The report records a total of 65 human rights defenders and media professionals killed in the period from 1 January 2018 – 31 January 2021, 32 from the human rights sector and 33 from the media. Of these, 11 (five human rights defenders and six media) were killed in the four-month period from 1 October 2020 – 31 January 2021 alone.
The report notes that as they work to provide timely information to the population of Afghanistan on a range of issues (including violations of international humanitarian law and human rights law), human rights defenders, journalists and media workers are far too often exposed to threats, intimidation, harassment, surveillance or arbitrary detention.
The report underlines that all actors have an important role to play in preventing such killings and intimidation, promoting accountability and preventing impunity. Investigations into killings must be independent, impartial, prompt, thorough, effective, credible and transparent. The prosecution of suspected perpetrators should strictly follow due process and fair trial standards.

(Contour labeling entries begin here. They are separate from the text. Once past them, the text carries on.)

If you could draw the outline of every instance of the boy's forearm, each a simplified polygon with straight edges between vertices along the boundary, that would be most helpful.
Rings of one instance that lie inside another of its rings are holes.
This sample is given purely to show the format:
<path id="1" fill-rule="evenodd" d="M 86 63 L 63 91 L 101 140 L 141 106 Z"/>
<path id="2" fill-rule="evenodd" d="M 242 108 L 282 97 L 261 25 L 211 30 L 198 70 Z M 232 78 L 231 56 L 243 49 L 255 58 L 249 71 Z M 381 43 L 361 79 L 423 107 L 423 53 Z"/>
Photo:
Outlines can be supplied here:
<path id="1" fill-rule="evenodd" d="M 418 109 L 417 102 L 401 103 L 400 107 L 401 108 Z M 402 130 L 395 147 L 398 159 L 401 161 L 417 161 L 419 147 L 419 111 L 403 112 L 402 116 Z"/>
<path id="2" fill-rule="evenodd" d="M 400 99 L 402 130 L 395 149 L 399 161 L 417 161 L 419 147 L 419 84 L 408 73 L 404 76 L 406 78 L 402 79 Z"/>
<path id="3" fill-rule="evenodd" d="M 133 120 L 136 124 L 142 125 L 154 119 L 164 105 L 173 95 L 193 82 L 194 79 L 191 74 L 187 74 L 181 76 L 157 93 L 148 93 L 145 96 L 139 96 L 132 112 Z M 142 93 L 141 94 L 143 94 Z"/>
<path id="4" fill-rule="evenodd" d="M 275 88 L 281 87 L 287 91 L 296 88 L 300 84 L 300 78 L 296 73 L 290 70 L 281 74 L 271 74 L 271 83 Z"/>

The use of charged rhetoric against the role of civil society and the media, threats or actions taken against whistleblowers, and the circulation of “target lists” all contribute to perpetuating the conditions in which civic space can only shrink further and exacerbate the unsettling effect on the population, especially human rights defenders and media professionals.
A series of recommendations to both state and non-state actors are contained in the report:
The Government of Afghanistan
Operationalize an effective and cooperative national protection mechanism, building on the recent establishment of the Joint Commission for the Protection of Human Rights Defenders under the leadership of the Second Vice President of Afghanistan.
Put in place an adequate preventive framework, including special protective and proactive security measures for human rights defenders, journalists and media workers subject to threats or other types of intimidation.
Ensure that human rights defenders, journalists and media workers enjoy their legitimate rights to life, freedom of association, freedom of expression and access to information, as well as other fundamental freedoms, without fear of reprisal or attack.
Counter impunity, including by conducting independent, impartial, prompt, thorough, effective, credible and transparent investigations into killings.
Promote genuine accountability, including by prosecuting suspected perpetrators of targeted attacks strictly following international due process and fair trial standards.
Protect and promote civic space, including refraining from adopting restrictive laws on freedom of association and freedom of expression, as well as avoiding a public discourse where civic space is unnecessarily challenged or targeted.
Cease all killings of human rights defenders, journalists and media workers, in accordance with international human rights and humanitarian law.
Investigate cases where Taliban members are alleged to have been involved and hold to account Taliban members that order or implement the killings of human rights defenders, journalists and media workers.
Adopt, publicize and enforce policies that prohibit the killings of human rights defenders, journalists and media workers.
Repel existing policies (and refrain from adopting new ones) limiting civic space, including restrictions to freedom of association, the work of civil society and humanitarian actors, freedom of expression.
The international community
Continue condemning the killing of human rights defenders and media professionals, underscoring the importance of the role of human rights defenders and independent media for a unified, sovereign, peaceful and democratic Afghanistan, in line with the Communiqué adopted at the Geneva Conference on Afghanistan on 24 November 2020.
Continue to engage with human rights defenders, journalists and media workers at risk and increase support to programs that provide security, travel, financial, capacity building and other assistance to them.